Sabah Bakr, une des femmes déplacées réfugiées dans le camp de Washokani, a déclaré: « Il y a quelques jours, la commission internationale a publié une déclaration sur les violations commises par la Turquie dans les villes sous sa domination, n’a pas évoqué les atrocités et les violations flagrantes que la Turquie et ses mercenaires contre les femmes et les enfants et les personnes âgées. La déclaration est irréaliste, pour le moment, l’occupation turque et ses mercenaires occupent toujours Serêkaniyê, Tal Abyed et Afrin, ainsi que d’autres villes, et commettent des crimes horribles, tels que des meurtres, des viols, des enlèvements et des tortures. La déclaration a ignoré nos souffrances dans le camp et nos conditions ont été négligées, de nombreuses déclarations ont été continuellement publiées, mais sans résultats pour aider les déplacés à rentrer chez eux et récupérer les terres qui ont été volées. »

Sabah Bakr a demandé à la commission d’enquête et aux organisations des droits de l’Homme de travailler plus sérieusement pour pousser l’occupation turque et ses mercenaires de la soi-disant «armée nationale syrienne», hors des zones occupées afin de renvoyer les réfugiés chez eux.

Où sont les ONG humanitaires alors que nous souffrons dans les camps?

Fatima Ahmed, une des femmes déplacées de Serêkaniyê, a exprimé le souhait que la commission internationale clarifie les violations qui se produisent de plus en plus aux mains de l’occupation turque, et a exigé des résolutions fermes contre l’occupation turque et ses pratiques et de sortir des zones qu’elle occupe.

Fatima se demande « Où en sont les organisations de défense des droits de l’Homme et la commission internationale concernant les souffrances que nous subissons dans les camps comme la faim et le froid, la déclaration n’a-t-elle pas touché à la sortie de l’occupation turque de nos régions ? »

Fatima a envoyé une lettre à la commission internationale à l’unanimité au nom de tous les réfugiés, de trouver des solutions dans les plus brefs délais pour qu’ils puissent rentrer chez eux.

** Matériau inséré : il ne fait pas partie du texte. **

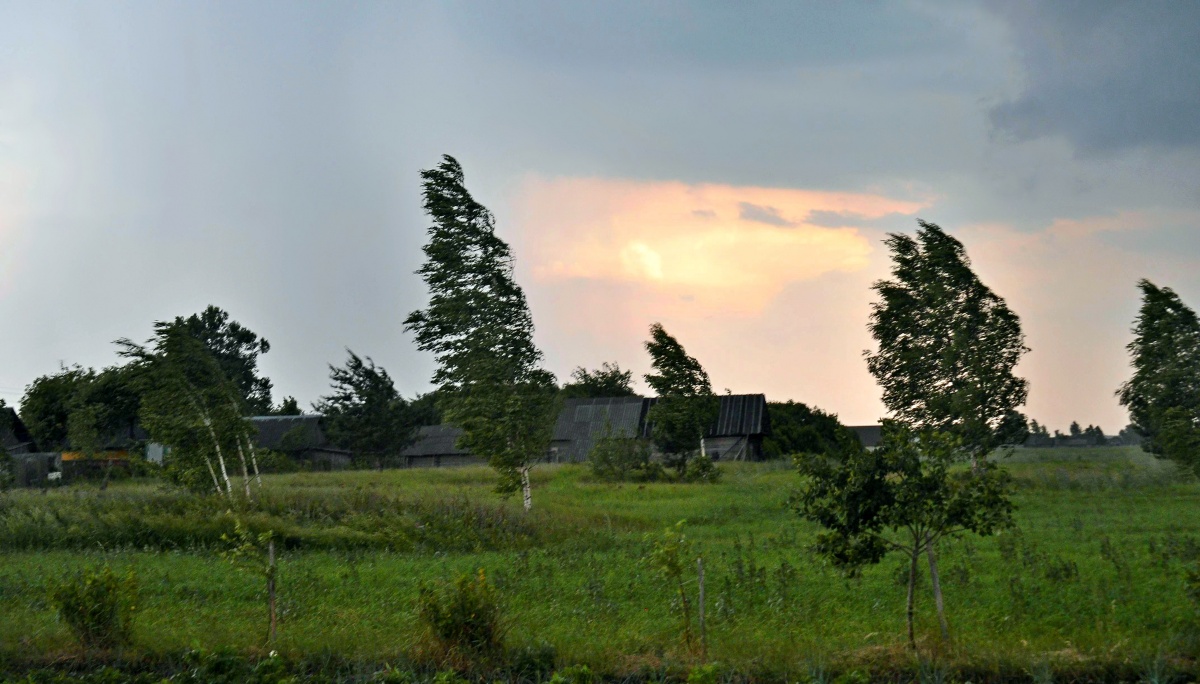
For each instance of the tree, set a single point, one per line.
(47, 405)
(797, 429)
(189, 405)
(289, 406)
(904, 496)
(947, 345)
(1165, 357)
(607, 381)
(479, 328)
(235, 349)
(687, 406)
(365, 413)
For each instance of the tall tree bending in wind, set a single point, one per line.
(1163, 395)
(687, 406)
(479, 328)
(948, 345)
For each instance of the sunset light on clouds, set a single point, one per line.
(729, 172)
(729, 249)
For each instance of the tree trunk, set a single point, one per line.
(700, 610)
(937, 587)
(912, 586)
(270, 593)
(525, 489)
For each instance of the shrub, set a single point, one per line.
(97, 605)
(465, 615)
(623, 459)
(701, 469)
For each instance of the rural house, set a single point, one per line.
(737, 435)
(301, 438)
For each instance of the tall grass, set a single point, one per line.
(1092, 575)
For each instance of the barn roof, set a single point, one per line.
(738, 415)
(301, 432)
(436, 441)
(869, 435)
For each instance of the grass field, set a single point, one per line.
(1093, 575)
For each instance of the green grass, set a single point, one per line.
(1093, 573)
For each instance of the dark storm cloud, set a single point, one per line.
(1105, 76)
(768, 215)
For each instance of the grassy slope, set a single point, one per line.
(1083, 577)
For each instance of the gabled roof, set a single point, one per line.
(289, 432)
(869, 435)
(436, 441)
(738, 415)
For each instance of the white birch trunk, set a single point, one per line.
(937, 587)
(525, 489)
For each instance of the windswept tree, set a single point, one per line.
(237, 349)
(685, 407)
(947, 345)
(904, 497)
(607, 381)
(478, 325)
(190, 406)
(1163, 395)
(365, 413)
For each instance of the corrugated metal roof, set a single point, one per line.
(303, 431)
(436, 441)
(582, 421)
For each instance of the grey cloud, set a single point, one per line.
(1104, 76)
(759, 214)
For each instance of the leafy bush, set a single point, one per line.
(623, 459)
(465, 615)
(701, 469)
(97, 605)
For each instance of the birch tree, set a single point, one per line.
(947, 345)
(901, 497)
(479, 328)
(191, 407)
(1163, 395)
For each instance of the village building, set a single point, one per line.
(300, 438)
(737, 433)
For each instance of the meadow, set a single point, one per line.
(1090, 585)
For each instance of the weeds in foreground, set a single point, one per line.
(97, 605)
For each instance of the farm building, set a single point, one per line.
(300, 437)
(437, 445)
(737, 435)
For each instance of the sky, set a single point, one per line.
(729, 169)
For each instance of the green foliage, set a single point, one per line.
(574, 675)
(463, 615)
(618, 459)
(947, 345)
(191, 407)
(670, 557)
(289, 406)
(797, 429)
(366, 414)
(97, 605)
(701, 469)
(687, 406)
(607, 381)
(479, 328)
(235, 349)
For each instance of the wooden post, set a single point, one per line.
(270, 591)
(703, 634)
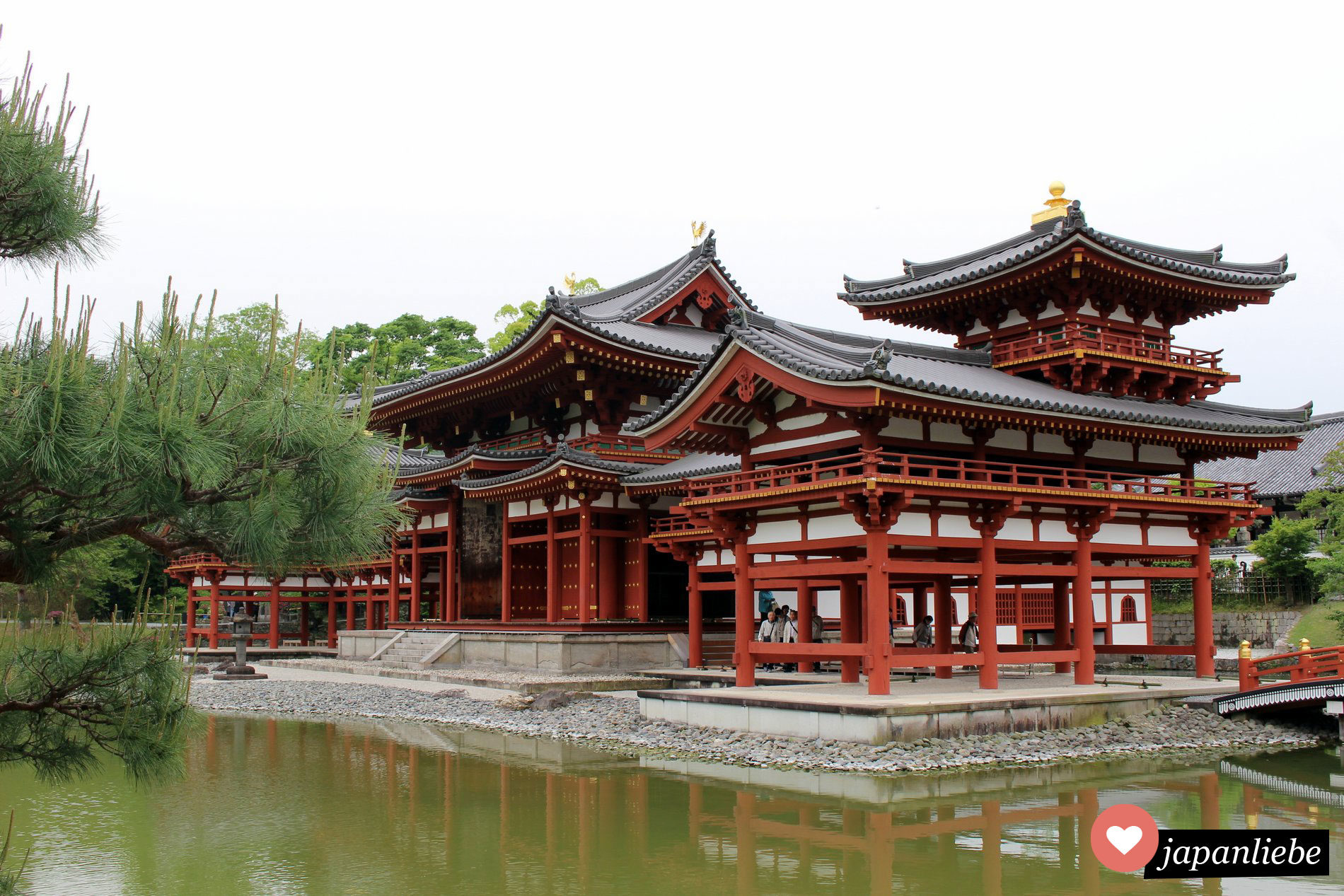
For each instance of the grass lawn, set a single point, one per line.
(1317, 628)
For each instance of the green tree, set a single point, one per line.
(400, 349)
(516, 319)
(49, 207)
(179, 448)
(1284, 547)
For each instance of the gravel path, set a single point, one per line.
(616, 724)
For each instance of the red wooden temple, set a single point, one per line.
(654, 455)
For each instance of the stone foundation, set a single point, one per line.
(1263, 629)
(546, 652)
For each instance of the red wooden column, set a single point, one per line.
(214, 610)
(394, 585)
(988, 590)
(610, 583)
(1085, 672)
(878, 612)
(806, 609)
(331, 617)
(1203, 594)
(552, 566)
(1061, 600)
(920, 603)
(507, 576)
(585, 559)
(743, 613)
(695, 612)
(417, 578)
(642, 564)
(851, 628)
(274, 613)
(448, 593)
(942, 622)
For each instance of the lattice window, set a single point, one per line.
(1038, 607)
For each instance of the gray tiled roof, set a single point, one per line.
(685, 467)
(610, 313)
(961, 374)
(428, 462)
(921, 279)
(564, 454)
(1282, 473)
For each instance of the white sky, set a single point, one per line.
(373, 159)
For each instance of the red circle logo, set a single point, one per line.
(1124, 837)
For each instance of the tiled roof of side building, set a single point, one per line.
(960, 374)
(921, 279)
(685, 467)
(1284, 473)
(562, 454)
(610, 313)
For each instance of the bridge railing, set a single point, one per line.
(1300, 665)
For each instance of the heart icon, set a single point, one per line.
(1124, 839)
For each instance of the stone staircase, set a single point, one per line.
(413, 648)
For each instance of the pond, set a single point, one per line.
(292, 806)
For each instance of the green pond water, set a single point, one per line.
(288, 806)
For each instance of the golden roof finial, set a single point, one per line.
(1055, 207)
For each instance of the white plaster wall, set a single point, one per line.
(1054, 531)
(1129, 633)
(912, 524)
(1016, 530)
(1169, 536)
(946, 434)
(1164, 454)
(800, 422)
(1011, 440)
(1051, 443)
(1118, 534)
(903, 428)
(956, 527)
(1109, 450)
(781, 531)
(806, 442)
(833, 527)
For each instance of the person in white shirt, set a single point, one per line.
(766, 633)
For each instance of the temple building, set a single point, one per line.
(647, 460)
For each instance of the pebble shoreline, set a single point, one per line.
(615, 724)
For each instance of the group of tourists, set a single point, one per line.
(780, 625)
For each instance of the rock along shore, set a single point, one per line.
(615, 724)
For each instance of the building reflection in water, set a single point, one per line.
(422, 808)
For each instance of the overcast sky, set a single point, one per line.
(376, 159)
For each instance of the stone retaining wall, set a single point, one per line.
(1263, 628)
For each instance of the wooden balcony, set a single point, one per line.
(1090, 339)
(885, 469)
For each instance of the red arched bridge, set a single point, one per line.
(1299, 680)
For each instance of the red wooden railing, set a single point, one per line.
(515, 442)
(1300, 665)
(618, 443)
(958, 470)
(1091, 339)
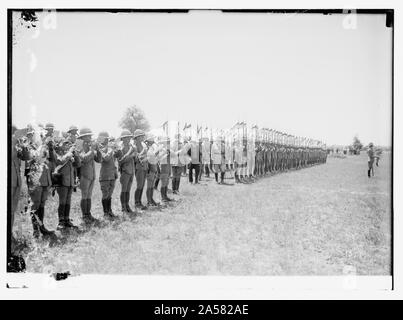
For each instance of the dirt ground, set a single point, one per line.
(321, 220)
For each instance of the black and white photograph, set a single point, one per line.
(200, 142)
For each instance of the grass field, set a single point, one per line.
(321, 220)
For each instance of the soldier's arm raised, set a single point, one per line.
(86, 156)
(107, 155)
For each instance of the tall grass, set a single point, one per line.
(314, 221)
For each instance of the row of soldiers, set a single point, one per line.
(62, 165)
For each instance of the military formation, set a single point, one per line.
(65, 163)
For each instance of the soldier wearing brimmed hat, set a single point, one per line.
(195, 158)
(126, 169)
(88, 155)
(18, 153)
(72, 134)
(49, 127)
(206, 146)
(108, 173)
(177, 160)
(218, 158)
(371, 159)
(152, 160)
(141, 165)
(38, 182)
(66, 160)
(164, 161)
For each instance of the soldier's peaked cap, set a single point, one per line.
(138, 133)
(84, 132)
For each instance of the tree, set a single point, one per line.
(134, 118)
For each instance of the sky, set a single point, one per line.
(326, 77)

La déclaration de l’ONU évoque à peine ce que les femmes subissent dans les zones occupées

Nadia Ali, du camp de Serdem dans le canton d’al-Shahba, a déclaré que « les violations flagrantes qui ont eu lieu à Afrin, en particulier celles visant les femmes victimes d’enlèvement pour rançon, ne sont pas assez évoquées suffisamment dans le rapport de l’ONU sur les violations commises par la Turquie à Afrin. » 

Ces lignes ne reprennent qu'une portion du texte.